Michigan 4-H volunteer spotlight: Eaton County’s Donyaellie Wheaton
Michigan 4-H volunteers are finding creative ways to continue connecting with Michigan 4-H’ers during social distancing. Read about one these Michigan 4-H volunteers and what she is doing.
During the unprecedented COVID 19 pandemic and social distancing restrictions, Michigan State University Extension volunteers are finding new, unique and creative ways to reach youth. Michigan 4-H is excited to spotlight a few of these volunteers and their efforts, as well as provide tricks, tips and tools other volunteers can apply in their own support of 4-H youth.
Donyaellie Wheaton has been an Eaton County 4-H volunteer for 25 years and is highly engaged in many aspects of the Eaton County 4-H program. She is the club administrative leader for the Millerburg 4-H Club, the largest club in Eaton County, with an average of 80 to 90 4-H members per year. She is also very active with the sheep and dog project areas, is sheep superintendent for the Eaton County Fair, and received the Eaton County 4-H Council Friend of 4-H award in 2017, along with her husband, in recognition of her many years of service and always going above and beyond for the 4-H program.
During our current challenging times, Wheaton has continued to be a highly involved volunteer and has found ways to support her 4-H club through virtual platforms. She has facilitated daily challenges for members of her 4-H club on the club’s private Facebook group page. The challenges have ranged from photography, drawing, engineering, crafts, livestock and community service, to name a few, and then she asks youth to report back their results on the group Facebook page.

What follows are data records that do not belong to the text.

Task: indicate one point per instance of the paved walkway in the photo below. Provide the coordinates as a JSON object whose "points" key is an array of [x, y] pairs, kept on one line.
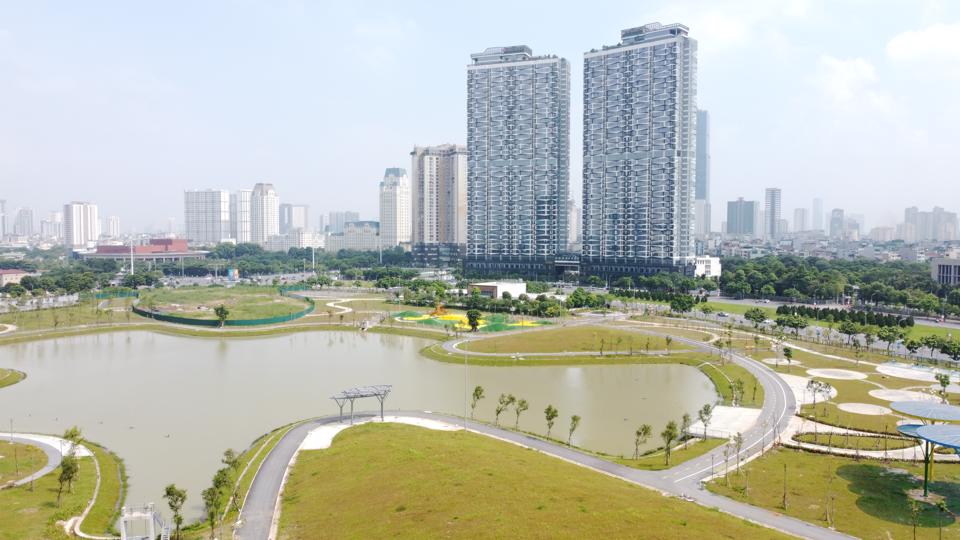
{"points": [[261, 506]]}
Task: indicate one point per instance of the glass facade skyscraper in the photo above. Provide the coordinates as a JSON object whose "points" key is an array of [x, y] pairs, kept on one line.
{"points": [[518, 150], [639, 153]]}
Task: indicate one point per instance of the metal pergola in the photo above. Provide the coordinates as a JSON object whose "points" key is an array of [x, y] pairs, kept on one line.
{"points": [[928, 413], [379, 391]]}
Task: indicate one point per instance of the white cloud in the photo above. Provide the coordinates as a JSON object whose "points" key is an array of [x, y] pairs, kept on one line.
{"points": [[937, 42], [851, 82]]}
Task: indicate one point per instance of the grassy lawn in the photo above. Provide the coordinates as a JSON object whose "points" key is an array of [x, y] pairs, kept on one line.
{"points": [[575, 339], [380, 480], [242, 302], [740, 309], [30, 459], [655, 460], [33, 514], [113, 480], [84, 313], [10, 377], [855, 442], [866, 498]]}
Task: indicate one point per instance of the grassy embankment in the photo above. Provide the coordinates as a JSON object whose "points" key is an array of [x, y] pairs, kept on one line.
{"points": [[865, 498], [577, 339], [33, 513], [10, 377], [242, 302], [394, 480]]}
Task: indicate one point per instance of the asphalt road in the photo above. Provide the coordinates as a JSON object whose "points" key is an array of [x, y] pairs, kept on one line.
{"points": [[683, 480]]}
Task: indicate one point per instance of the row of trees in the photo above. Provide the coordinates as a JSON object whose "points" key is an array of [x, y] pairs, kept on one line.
{"points": [[840, 315], [891, 283]]}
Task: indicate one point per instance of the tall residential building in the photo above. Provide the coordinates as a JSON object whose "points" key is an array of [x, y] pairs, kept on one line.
{"points": [[337, 220], [771, 213], [240, 215], [837, 224], [573, 226], [206, 215], [23, 223], [264, 213], [818, 215], [395, 219], [702, 207], [439, 194], [639, 153], [113, 227], [81, 225], [742, 218], [518, 146], [937, 225], [293, 217], [52, 227], [801, 220]]}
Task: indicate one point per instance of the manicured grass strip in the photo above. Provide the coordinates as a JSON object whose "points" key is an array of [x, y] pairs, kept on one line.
{"points": [[380, 480], [19, 460], [26, 513], [9, 377], [243, 302], [856, 442], [573, 339], [865, 498], [655, 461], [113, 486]]}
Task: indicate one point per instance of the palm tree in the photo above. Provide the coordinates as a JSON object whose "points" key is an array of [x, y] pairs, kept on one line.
{"points": [[521, 406], [551, 415], [477, 396], [705, 414], [639, 438], [669, 434], [574, 423]]}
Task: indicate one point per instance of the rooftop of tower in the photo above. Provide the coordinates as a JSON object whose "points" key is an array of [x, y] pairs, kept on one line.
{"points": [[513, 53]]}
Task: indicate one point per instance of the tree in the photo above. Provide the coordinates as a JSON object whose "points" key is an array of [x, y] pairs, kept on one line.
{"points": [[685, 422], [521, 406], [551, 415], [222, 313], [574, 424], [756, 316], [473, 319], [175, 498], [640, 438], [211, 506], [69, 468], [669, 434], [705, 414], [738, 443], [736, 391], [944, 381], [503, 403], [477, 396]]}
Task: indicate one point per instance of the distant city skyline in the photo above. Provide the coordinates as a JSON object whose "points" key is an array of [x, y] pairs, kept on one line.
{"points": [[149, 119]]}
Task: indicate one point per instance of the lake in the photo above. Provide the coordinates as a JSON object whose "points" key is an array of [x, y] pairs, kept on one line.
{"points": [[169, 405]]}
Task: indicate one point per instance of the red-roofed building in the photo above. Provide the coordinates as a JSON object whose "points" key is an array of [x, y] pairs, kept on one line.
{"points": [[11, 275]]}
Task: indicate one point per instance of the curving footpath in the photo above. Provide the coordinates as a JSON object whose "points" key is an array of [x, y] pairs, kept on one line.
{"points": [[53, 458], [261, 508]]}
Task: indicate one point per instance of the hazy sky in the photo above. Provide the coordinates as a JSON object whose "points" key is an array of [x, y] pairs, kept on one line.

Savannah Mauk, Millerburg 4-H youth club president, shares that, “Donyaellie has quickly learned how to best utilize the Zoom platform so that we may continue our 4-H learning during this time period.”
Wheaton has hosted and co-hosted meetings and classes for club members on Zoom around mirror etching, dogs and sheep. To keep the learning going in between the Zoom sessions, she is recording tutorial videos specifically for the dog project area. Videos have focused on the different commands in obedience, patterns in showmanship and agility. When helping youth with the dog project area, Wheaton shared that agility is a challenge as not everyone has the apparatuses of tunnels and jumps with which to practice. Her agility tutorials get creative by using items from around her house including chairs, hula hoops, sheets, 5-gallon buckets, car ramps, benches and more.
“If I can do it with these items then anyone can do it,” said Wheaton.
There are two tips that Wheaton would like to share with other Michigan 4-H volunteers seeking to connect with youth in the virtual world:
- We can continue to model projects to youth by recording videos and sharing them with 4-H’ers. Then when you bring the group together by video conference, youth can practice the skill from the video and the volunteer can observe and provide feedback for improvement.
- It is important to stay in touch, and she does this by having an online space for the club. With an online space, you can quickly share videos, challenges, information about upcoming meetings and other activities club members can participate.
Michigan 4-H volunteers play an important role in connecting with 4-H youth during these times. There are many ways that volunteers can connect with youth when they cannot meet in person. Additional resources can be found on MSU Extension’s Remote Learning and Resources website.